Akın’ın “kadın” olduğu için ve de “kadın” olmanın getirdiği ikincil, “öteki cins” olma hali, kadınların başka alanlardaki mücadeleleriyle kurulan bağlar, kamusal alanda kadınların karşılaştıkları engellemelere karşı alınmış tavır, “annelik” (ki kendisi beş çocuk annesidir) gibi kadınlık halleri onun için önemlidir ve bir izlektir. Nitekim bunu şöyle dile getirir: “Hayatın ve doğanın benden geçen şiirlerini yazıyorum. Ozan dünyayı sık sık donduran ve gözleyendir. Aralıksız gibi sık, sinema gibi. Hem gerçek, hem doğal devinim ayıklandığı, yeni bir düzene konduğu için, yepyeni bir gerçek” ([1966], 2019, s. 21) ya da “Ben erkek işi diye nitelenen, kadınların yapamayacağı kanısı yaygınlaştırılmış bir işi, şiir yazma işini, yaşamımın ana çizgisine yerleştirip bunu kırk üç yıldır sürdüren bir kadınım. Şiirlerimde kadınlık durumu da bir izlek olarak işlendi. Genel insani durum gözardı edilmeden” (1995, s. 179).[3]

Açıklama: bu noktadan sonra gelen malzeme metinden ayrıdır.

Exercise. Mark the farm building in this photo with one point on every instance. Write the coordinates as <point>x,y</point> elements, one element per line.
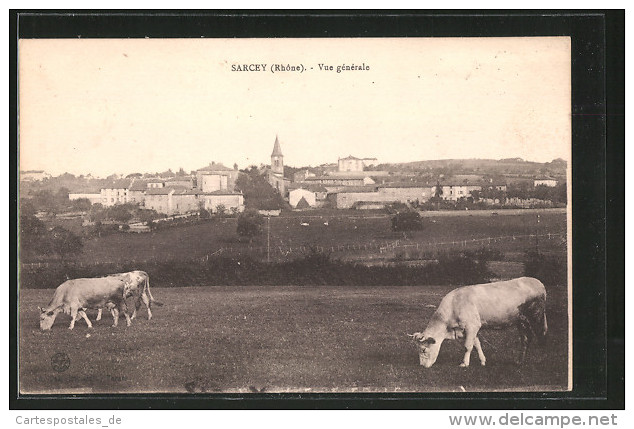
<point>93,197</point>
<point>545,181</point>
<point>315,195</point>
<point>216,177</point>
<point>276,172</point>
<point>179,200</point>
<point>230,200</point>
<point>33,175</point>
<point>385,194</point>
<point>115,192</point>
<point>351,163</point>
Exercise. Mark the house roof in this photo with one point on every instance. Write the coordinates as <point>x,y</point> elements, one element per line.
<point>337,177</point>
<point>277,150</point>
<point>116,184</point>
<point>140,184</point>
<point>355,189</point>
<point>405,185</point>
<point>312,187</point>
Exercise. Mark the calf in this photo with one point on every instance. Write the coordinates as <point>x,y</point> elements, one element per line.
<point>463,311</point>
<point>137,284</point>
<point>73,296</point>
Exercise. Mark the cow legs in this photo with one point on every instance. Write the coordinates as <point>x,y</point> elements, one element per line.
<point>82,313</point>
<point>471,334</point>
<point>526,335</point>
<point>73,317</point>
<point>115,317</point>
<point>148,303</point>
<point>476,343</point>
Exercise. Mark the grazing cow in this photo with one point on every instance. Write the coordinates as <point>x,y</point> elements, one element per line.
<point>463,311</point>
<point>137,283</point>
<point>73,296</point>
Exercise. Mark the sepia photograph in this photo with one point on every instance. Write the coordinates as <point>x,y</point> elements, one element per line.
<point>294,215</point>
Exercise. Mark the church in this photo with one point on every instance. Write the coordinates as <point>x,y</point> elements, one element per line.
<point>276,173</point>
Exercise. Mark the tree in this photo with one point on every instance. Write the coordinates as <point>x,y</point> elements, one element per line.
<point>82,204</point>
<point>407,221</point>
<point>250,224</point>
<point>33,235</point>
<point>221,210</point>
<point>120,213</point>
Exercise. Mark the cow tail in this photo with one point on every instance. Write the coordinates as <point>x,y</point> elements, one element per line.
<point>147,286</point>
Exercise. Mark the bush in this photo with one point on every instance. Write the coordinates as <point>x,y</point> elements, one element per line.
<point>550,270</point>
<point>250,224</point>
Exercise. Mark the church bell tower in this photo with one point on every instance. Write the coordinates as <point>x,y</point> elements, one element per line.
<point>277,167</point>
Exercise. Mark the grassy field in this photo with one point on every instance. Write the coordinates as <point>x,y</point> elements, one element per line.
<point>343,229</point>
<point>279,339</point>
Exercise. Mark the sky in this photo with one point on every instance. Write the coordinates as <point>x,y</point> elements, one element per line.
<point>104,106</point>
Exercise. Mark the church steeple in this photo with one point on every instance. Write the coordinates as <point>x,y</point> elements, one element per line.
<point>276,178</point>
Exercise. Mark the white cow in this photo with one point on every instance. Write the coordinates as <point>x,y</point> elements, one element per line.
<point>73,296</point>
<point>136,283</point>
<point>463,311</point>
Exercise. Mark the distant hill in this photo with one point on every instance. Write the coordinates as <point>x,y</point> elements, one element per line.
<point>511,167</point>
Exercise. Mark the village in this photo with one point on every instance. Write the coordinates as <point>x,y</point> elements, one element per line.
<point>351,183</point>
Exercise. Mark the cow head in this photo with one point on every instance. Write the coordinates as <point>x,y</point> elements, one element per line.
<point>47,317</point>
<point>428,348</point>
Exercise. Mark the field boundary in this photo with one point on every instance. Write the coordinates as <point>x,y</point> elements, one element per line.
<point>382,248</point>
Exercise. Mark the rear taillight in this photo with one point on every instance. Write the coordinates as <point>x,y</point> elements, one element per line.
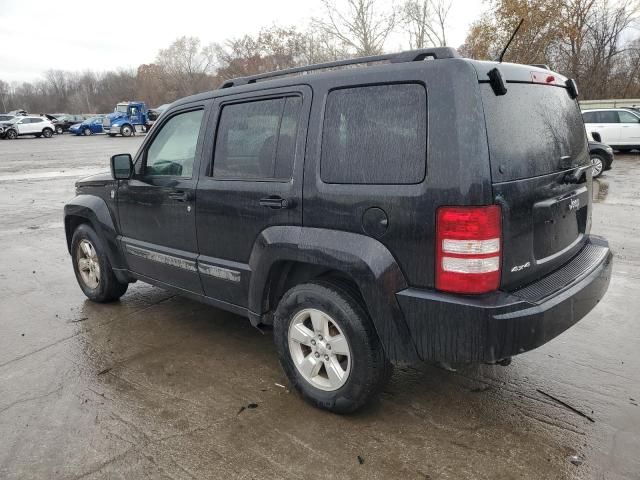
<point>468,244</point>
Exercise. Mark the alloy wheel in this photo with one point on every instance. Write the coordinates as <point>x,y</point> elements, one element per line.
<point>319,349</point>
<point>88,264</point>
<point>597,166</point>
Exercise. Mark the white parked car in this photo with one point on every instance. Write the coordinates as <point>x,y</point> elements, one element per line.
<point>28,125</point>
<point>617,127</point>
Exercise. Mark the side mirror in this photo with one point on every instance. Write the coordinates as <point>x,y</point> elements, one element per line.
<point>121,166</point>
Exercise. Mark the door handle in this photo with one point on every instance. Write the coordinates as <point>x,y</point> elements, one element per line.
<point>275,202</point>
<point>180,196</point>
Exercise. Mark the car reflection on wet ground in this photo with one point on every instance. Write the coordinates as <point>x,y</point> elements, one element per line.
<point>158,386</point>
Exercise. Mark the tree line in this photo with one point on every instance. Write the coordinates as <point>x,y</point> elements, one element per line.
<point>593,41</point>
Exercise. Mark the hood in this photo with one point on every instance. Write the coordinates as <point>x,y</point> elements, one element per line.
<point>98,179</point>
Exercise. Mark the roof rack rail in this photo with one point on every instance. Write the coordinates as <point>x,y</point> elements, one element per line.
<point>436,53</point>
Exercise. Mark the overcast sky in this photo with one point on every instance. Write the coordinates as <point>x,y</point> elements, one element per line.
<point>37,35</point>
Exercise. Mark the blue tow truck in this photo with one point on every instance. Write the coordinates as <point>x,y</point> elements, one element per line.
<point>127,119</point>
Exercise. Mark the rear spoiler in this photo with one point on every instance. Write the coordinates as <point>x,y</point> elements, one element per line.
<point>499,85</point>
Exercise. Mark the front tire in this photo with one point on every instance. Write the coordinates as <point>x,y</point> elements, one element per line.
<point>598,165</point>
<point>92,268</point>
<point>328,347</point>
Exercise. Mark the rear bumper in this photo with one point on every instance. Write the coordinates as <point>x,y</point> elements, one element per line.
<point>487,328</point>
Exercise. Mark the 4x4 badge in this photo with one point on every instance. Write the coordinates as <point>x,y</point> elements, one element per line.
<point>574,204</point>
<point>518,268</point>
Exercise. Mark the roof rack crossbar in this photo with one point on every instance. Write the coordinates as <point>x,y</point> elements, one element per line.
<point>436,53</point>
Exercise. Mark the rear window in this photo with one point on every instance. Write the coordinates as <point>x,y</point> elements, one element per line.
<point>533,130</point>
<point>375,135</point>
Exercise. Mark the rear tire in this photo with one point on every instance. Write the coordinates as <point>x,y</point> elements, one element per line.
<point>92,268</point>
<point>598,165</point>
<point>315,321</point>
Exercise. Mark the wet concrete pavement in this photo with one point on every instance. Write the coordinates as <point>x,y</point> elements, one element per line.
<point>153,386</point>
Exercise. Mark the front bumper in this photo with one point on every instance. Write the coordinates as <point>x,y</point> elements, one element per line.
<point>488,328</point>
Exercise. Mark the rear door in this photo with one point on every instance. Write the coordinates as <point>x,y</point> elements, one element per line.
<point>537,143</point>
<point>251,180</point>
<point>629,128</point>
<point>604,122</point>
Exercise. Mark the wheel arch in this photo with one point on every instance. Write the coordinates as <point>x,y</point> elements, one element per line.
<point>286,256</point>
<point>93,210</point>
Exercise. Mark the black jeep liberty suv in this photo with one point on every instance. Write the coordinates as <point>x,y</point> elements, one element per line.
<point>411,207</point>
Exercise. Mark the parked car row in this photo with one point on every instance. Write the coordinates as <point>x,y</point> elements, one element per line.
<point>617,127</point>
<point>17,126</point>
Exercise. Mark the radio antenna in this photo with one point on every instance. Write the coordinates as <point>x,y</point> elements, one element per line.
<point>513,35</point>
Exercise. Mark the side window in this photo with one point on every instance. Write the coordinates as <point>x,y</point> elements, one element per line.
<point>375,135</point>
<point>173,149</point>
<point>626,117</point>
<point>607,116</point>
<point>256,140</point>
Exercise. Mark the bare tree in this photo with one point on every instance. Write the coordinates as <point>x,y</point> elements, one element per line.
<point>425,21</point>
<point>187,65</point>
<point>361,25</point>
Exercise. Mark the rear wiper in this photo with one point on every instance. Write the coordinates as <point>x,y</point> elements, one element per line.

Feryal Saygılıgil bildirisinde, Ursula K. Le Guin’in “ağzına kadar çocukla dolu bir ortamda yazması” ile Gülten Akın’ın “çocuklarını uyuturken, yemek pişirirken, sözlük çalışması yaparken, müvekkilini savunurken şiirlerini düşünüp, düşünebilme, yazabilme yeteneği” arasında bir akrabalık olduğunu gösterir.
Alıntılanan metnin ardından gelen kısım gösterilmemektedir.